Показалось и первое строение – развалины какого-то скотника. Потом еще одни развалины, что-то похожее на разбитую прямым попаданием снаряда подстанцию. Зрелище было удручающим и привычным.
Машина взмыла на очередной гребень холма, и взору открылось небольшое, компактное село.
– Черноморка, – угрюмо прокомментировал водитель. И спросил:
– К поповскому дому, или к этому клубу, в котором теперь, значит, церковь. Мне все равно, я дальше еду.
– Нет, спасибо. Священник сказал, что будет меня возле сельсовета, ну, возле памятника Ленину ожидать.
– Памятника Ленину? – Издевательски повторил кореец и нехорошо хохотнул. – Раньше КПСС нам мозги пудрило, теперь, значит, вы… Ну да ладно, мое дело маленькое. Будет тебе возле сельсовета. Возле Ленина. Хе-хе… Там, кстати, и поповский дом недалеко. Да.
Грунтовка под колесами машины сменилась плотно уложенными плитами. Кореец добавил газу, и мы резво покатились с холма.
Сразу за холмом начиналась просторная луговая низина. Низину украшал небольшой запущенный пруд. В пруду в изобилии плескалась домашняя птица. Темная стоячая вода мутно-зеленого цвета холодно блестела под ласковым весенним солнцем.
Вода такая же мутная, холодная и недобрая, как душа водителя корейца, – подумал я и поймал себя на том, что вновь осуждаю.
Дорога поползла на следующий холм. Пейзаж заслонили неказистые сельские хаты. Краешком глаза я еще успел увидеть мирно пасущихся овечек в противоположной, от пруда, стороне и смутно подумать о неосуждении и травоядности.

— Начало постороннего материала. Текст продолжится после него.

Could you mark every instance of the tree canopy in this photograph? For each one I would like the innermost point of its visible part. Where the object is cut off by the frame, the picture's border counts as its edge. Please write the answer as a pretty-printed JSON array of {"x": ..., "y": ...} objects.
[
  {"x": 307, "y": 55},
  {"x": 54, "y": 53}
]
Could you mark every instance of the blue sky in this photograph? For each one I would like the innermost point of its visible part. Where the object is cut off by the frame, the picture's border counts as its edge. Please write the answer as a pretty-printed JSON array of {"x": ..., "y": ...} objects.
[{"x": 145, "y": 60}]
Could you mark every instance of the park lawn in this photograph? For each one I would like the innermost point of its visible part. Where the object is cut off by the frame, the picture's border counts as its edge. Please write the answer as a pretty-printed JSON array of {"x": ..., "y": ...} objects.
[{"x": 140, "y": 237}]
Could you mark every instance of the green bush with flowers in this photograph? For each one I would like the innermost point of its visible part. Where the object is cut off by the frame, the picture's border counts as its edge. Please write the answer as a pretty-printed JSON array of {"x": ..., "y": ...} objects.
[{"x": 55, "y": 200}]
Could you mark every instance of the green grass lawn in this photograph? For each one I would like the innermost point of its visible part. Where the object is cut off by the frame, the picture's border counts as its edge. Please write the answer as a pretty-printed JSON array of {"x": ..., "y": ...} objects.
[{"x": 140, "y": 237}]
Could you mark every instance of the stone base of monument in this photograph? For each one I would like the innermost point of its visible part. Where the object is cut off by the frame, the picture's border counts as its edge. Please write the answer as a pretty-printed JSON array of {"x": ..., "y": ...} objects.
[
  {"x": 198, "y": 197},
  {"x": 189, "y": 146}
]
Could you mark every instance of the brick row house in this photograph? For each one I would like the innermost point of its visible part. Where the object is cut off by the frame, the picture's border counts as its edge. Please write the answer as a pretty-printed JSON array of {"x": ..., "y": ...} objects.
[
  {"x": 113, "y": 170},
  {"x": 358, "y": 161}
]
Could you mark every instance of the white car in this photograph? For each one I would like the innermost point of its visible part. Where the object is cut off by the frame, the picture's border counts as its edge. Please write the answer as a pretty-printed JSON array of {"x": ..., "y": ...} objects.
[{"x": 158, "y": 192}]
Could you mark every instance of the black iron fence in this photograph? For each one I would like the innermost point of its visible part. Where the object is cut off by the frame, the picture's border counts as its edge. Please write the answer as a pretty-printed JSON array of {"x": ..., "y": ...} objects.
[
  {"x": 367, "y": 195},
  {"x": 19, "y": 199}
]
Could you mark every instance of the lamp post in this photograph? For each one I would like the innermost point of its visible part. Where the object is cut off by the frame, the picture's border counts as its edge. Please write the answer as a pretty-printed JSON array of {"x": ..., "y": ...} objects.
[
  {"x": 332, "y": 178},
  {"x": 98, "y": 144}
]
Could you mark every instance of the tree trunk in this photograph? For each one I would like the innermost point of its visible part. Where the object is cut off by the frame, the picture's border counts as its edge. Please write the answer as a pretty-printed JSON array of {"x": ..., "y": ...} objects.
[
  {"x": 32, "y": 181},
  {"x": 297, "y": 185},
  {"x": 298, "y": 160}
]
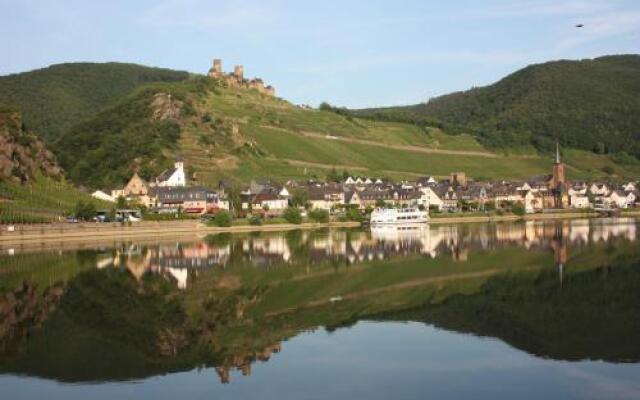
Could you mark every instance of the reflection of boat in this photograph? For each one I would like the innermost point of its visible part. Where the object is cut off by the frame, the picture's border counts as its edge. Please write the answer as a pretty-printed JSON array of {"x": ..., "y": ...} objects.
[{"x": 385, "y": 216}]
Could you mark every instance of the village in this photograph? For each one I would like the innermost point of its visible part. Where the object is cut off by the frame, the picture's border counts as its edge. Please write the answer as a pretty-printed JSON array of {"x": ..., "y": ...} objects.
[{"x": 172, "y": 193}]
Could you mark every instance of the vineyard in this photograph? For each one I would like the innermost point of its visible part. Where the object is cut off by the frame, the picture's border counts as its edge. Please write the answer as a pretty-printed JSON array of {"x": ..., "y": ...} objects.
[{"x": 44, "y": 200}]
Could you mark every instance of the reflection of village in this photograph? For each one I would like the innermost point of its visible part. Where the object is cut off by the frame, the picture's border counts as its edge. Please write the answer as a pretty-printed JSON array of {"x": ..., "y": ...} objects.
[{"x": 182, "y": 262}]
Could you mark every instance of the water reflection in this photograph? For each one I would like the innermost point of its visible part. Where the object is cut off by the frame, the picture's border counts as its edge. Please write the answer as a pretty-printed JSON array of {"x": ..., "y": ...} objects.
[
  {"x": 553, "y": 289},
  {"x": 340, "y": 247}
]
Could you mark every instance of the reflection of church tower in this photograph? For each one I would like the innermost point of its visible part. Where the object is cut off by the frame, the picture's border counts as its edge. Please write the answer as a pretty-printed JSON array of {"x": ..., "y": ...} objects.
[
  {"x": 559, "y": 247},
  {"x": 558, "y": 183},
  {"x": 223, "y": 373}
]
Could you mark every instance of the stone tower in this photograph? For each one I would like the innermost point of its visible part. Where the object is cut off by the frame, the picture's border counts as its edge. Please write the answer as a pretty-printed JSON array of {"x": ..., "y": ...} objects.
[
  {"x": 558, "y": 184},
  {"x": 558, "y": 170},
  {"x": 238, "y": 72},
  {"x": 216, "y": 70}
]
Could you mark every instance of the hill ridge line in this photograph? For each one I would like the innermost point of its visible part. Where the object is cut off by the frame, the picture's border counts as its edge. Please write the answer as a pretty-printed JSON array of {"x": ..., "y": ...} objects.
[{"x": 412, "y": 148}]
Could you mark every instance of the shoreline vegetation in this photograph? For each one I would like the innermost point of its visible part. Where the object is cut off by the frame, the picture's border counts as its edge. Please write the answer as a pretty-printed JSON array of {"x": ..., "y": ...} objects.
[{"x": 63, "y": 232}]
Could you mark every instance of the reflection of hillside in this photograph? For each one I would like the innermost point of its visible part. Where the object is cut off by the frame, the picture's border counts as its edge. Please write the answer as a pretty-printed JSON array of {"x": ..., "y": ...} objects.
[
  {"x": 132, "y": 322},
  {"x": 180, "y": 261},
  {"x": 593, "y": 315}
]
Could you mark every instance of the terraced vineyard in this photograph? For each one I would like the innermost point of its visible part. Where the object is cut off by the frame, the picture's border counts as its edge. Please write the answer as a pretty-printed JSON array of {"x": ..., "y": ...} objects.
[
  {"x": 44, "y": 200},
  {"x": 292, "y": 142}
]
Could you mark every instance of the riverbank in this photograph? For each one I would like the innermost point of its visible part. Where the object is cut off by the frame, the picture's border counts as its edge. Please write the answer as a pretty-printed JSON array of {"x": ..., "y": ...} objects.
[
  {"x": 62, "y": 233},
  {"x": 511, "y": 217}
]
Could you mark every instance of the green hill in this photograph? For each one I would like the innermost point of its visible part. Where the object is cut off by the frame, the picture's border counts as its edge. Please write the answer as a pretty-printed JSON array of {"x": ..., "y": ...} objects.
[
  {"x": 55, "y": 98},
  {"x": 589, "y": 104},
  {"x": 241, "y": 134}
]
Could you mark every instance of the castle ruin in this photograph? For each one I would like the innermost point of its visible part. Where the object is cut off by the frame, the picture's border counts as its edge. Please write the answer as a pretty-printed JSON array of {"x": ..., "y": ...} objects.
[{"x": 236, "y": 79}]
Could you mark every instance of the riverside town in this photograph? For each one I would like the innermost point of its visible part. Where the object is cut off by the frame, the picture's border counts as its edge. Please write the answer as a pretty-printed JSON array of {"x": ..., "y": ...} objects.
[{"x": 320, "y": 200}]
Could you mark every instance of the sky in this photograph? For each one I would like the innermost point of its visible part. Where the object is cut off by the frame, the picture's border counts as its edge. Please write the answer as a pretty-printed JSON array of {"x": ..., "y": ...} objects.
[{"x": 348, "y": 53}]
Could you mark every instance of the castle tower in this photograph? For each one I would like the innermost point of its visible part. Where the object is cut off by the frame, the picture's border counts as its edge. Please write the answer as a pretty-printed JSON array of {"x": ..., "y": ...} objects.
[
  {"x": 558, "y": 170},
  {"x": 238, "y": 72},
  {"x": 216, "y": 70},
  {"x": 558, "y": 182}
]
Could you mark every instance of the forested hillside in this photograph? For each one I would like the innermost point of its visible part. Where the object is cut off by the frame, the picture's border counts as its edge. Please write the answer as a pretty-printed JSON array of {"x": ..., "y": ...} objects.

Машина взбиралась к вершине холма. Дома стали немного богаче. А сбоку, на другом склоне холма показалась еще одна улица, также бегущая к вершине. В месте, где две улицы встречались, гордо возвышалось небольшое двухэтажное строение казенного типа.
Сельсовет – догадался я. И потянулся рукой к своей дорожной сумке. Первая часть путешествия подходила к концу.
Еще пару минут и запыленный корейский «москвич» тарахтя вполз на вершину холма и весело побежал по уже асфальтированной дороге к административному центру. Центр Черноморки, как я понял, это пересечение двух сельских улиц. Там-то меня и высадили.
– Спасибо! – сказал я угрюмому корейцу.
– Нема за шо, – буркнул тот в ответ, хлопнул дверцей и укатил на своем москвиче по второй улице, в ту сторону, где по моим расчетам должно быть море. А я двинулся по узкой, посыпанной песком дорожке к сельсовету. Весь в предвкушении встречи со старым другом.
Дорожка привела меня прямо к памятнику вождю мирового пролетариата. Ильич стоял перед входом в сельсовет. Одна рука у него была заведена за спину, а вторая, с заломленной в кисти каменной кепкой, указывала на жовто-блакитный [2]флаг, висящий над входом.